Last year at a wedding, I was chatting with a guy at my table about what I do (Religious Studies, specifically New Testament). The conversation turned, as it usually does, to whether I myself practiced any religion. When I said that yes, I was Catholic, he said, “Oh, you must get really annoyed at bad homilies, since exegesis is your thing.” I automatically started to say yes, but then I caught myself, because of all the things that inspire less than charitable thoughts in me on any given Sunday–and there are many–biblical interpretation is rarely one of them. In my experience, bad homilies–say for instance ones that are homophobic or offensive to women–happen not because a priest is bad at historical criticism, but because he is homophobic and sexist in general.
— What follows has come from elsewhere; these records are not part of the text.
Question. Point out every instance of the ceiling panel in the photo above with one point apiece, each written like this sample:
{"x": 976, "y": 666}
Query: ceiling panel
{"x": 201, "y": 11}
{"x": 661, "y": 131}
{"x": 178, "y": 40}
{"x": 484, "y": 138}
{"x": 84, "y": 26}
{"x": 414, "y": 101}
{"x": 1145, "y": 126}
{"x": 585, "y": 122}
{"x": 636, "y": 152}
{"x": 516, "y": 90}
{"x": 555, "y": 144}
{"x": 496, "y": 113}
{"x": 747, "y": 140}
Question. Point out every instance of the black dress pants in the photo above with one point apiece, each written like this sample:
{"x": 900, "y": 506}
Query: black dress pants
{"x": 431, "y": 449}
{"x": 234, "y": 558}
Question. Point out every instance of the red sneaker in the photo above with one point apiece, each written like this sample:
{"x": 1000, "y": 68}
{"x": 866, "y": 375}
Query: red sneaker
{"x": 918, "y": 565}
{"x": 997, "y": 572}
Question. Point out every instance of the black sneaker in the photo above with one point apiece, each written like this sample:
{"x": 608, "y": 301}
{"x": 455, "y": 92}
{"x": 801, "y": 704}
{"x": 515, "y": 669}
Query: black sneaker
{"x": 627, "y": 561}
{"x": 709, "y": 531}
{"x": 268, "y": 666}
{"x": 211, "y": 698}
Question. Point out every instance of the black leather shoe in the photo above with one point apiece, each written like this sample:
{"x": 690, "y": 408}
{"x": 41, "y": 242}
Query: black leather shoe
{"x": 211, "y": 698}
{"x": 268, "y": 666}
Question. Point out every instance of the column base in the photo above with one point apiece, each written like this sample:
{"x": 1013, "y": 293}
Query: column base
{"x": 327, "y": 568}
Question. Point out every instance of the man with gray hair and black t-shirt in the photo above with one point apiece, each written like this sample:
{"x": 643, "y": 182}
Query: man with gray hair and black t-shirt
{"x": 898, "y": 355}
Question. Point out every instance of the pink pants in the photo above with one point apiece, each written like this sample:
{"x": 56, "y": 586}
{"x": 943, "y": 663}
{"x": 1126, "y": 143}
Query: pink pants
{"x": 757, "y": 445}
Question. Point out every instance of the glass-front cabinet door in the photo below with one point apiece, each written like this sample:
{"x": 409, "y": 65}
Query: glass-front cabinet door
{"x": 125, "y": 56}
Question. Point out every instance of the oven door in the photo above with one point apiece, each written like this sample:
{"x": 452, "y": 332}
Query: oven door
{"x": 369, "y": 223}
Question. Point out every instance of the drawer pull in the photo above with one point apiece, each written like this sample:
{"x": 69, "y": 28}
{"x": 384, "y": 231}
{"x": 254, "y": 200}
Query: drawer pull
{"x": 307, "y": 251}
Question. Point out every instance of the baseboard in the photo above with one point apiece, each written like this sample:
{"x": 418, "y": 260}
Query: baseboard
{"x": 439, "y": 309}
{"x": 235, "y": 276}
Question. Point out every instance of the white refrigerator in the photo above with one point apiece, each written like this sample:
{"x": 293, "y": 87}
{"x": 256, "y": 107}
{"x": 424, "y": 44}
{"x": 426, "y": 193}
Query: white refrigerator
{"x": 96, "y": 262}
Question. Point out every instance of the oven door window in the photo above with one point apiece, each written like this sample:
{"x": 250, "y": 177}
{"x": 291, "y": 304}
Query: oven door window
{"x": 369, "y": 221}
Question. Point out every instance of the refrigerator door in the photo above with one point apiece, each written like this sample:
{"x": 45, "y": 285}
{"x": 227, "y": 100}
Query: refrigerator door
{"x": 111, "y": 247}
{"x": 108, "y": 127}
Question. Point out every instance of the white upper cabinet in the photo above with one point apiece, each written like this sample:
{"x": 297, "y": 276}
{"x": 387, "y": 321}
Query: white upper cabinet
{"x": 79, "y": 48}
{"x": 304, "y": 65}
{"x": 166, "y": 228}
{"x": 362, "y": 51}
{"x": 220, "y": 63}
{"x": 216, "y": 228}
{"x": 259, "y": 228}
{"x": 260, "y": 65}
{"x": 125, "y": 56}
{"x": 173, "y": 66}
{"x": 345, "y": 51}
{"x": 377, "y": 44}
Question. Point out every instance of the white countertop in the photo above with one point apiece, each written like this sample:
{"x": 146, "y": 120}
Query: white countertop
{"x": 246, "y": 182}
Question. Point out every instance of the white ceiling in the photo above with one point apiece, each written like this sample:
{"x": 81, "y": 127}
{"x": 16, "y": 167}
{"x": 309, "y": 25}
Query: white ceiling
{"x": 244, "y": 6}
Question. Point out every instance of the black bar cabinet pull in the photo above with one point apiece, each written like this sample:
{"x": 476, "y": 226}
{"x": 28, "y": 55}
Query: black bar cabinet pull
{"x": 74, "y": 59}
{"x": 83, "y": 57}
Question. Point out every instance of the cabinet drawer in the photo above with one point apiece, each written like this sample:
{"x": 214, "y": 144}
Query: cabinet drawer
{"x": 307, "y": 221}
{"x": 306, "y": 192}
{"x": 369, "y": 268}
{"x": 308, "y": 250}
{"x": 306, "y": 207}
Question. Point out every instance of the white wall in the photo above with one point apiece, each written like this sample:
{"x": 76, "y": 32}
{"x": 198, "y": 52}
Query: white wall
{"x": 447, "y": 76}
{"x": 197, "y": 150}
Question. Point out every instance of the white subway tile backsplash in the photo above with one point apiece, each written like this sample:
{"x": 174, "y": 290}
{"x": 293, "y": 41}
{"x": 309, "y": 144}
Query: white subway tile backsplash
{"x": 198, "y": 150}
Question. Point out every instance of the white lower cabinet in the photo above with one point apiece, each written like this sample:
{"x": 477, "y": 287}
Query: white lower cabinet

I know I didn’t always feel this way. For many years I was sure that my field of study was what could “rescue” the Bible and turn it from a terrifying text into one that was inspiring and not, it turns out, harmful to certain groups. But now it seems to me that it’s the process that biblical criticism forces you to go through (alienation from the text, second-guessing common sense, critical empathy, suspicion, identification of ideology and change over time), more than historical data itself, that leads to less oppressive interpretations.
So I was surprised a few months ago when I found myself annoyed, on historical grounds, by part of a homily I heard. The Gospel reading was one of those passages where “The Jews” are the antagonists who set the stage for Jesus to speak some word of wisdom. The priest (who I should say is an excellent, educated person) changed the wording of the translation as he was reading it. Instead of reading the NAB’s “The Jews etc., etc…,” he read, “Some of the leaders of the Jewish people etc., etc…”. Though this was the first time I heard him actually reword a reading, he often takes a moment in his homilies to explain that when the text reads “The Jews,” we should understand it as saying, “Some of the leaders of the Jewish people.” Since the Gospel authors and the first followers of Jesus were all Jewish, goes this explanation, it’s unethical, but primarily anachronistic, to read the text as referring to “The Jews.”
I’m curious to hear what WIT’s readers think of this approach. I go back and forth on it. On the one hand, a preacher has only a few minutes to ensure that his audience doesn’t come away from Mass more anti-semitic than when they arrived. Changing “The Jews” to a different phrase seems like an efficient, clear, historically-defensible way to do that. It’s a good soundbite that has a high chance of remaining with the listeners.
On the other hand, the switch makes the text seem more innocent than it is. The reading doesn’t say, “Some of the leaders of the Jewish people.” It says, “The Jews.” And whatever the historical identity of the Gospel writers, it’s significant that they are using a shortcut, catch-all phrase to create a monolithic “other” in contrast to themselves. If someone today, for example, said, “The blacks are lazy and violent,” it would not do any good–and in fact would miss the nature of racism entirely–to say, “He means to say, ‘Some of the leaders of black gangs are lazy and violent.'” Swapping out “The Jews” for “Some of the leaders of the Jewish people” (or even, as many scholars do, reading it as a geographical description, i.e., “The Judeans”) can give the impression that these texts are problematic only because we mistake the referent of certain words, not because Christian anti-Judaism is built into the very language of our sacred texts.
But on the other (third?) hand, would such an explanation be appropriate in a homily? Homilies are not academic papers or classroom lectures, after all, and perhaps the most ethical course of action is to give the audience a concise, memorable line that they can easily retrieve when encountering this text on their own, or in conversations with other people. What do you all think? What are your experiences of preaching on texts about “The Jews,” or hearing them preached?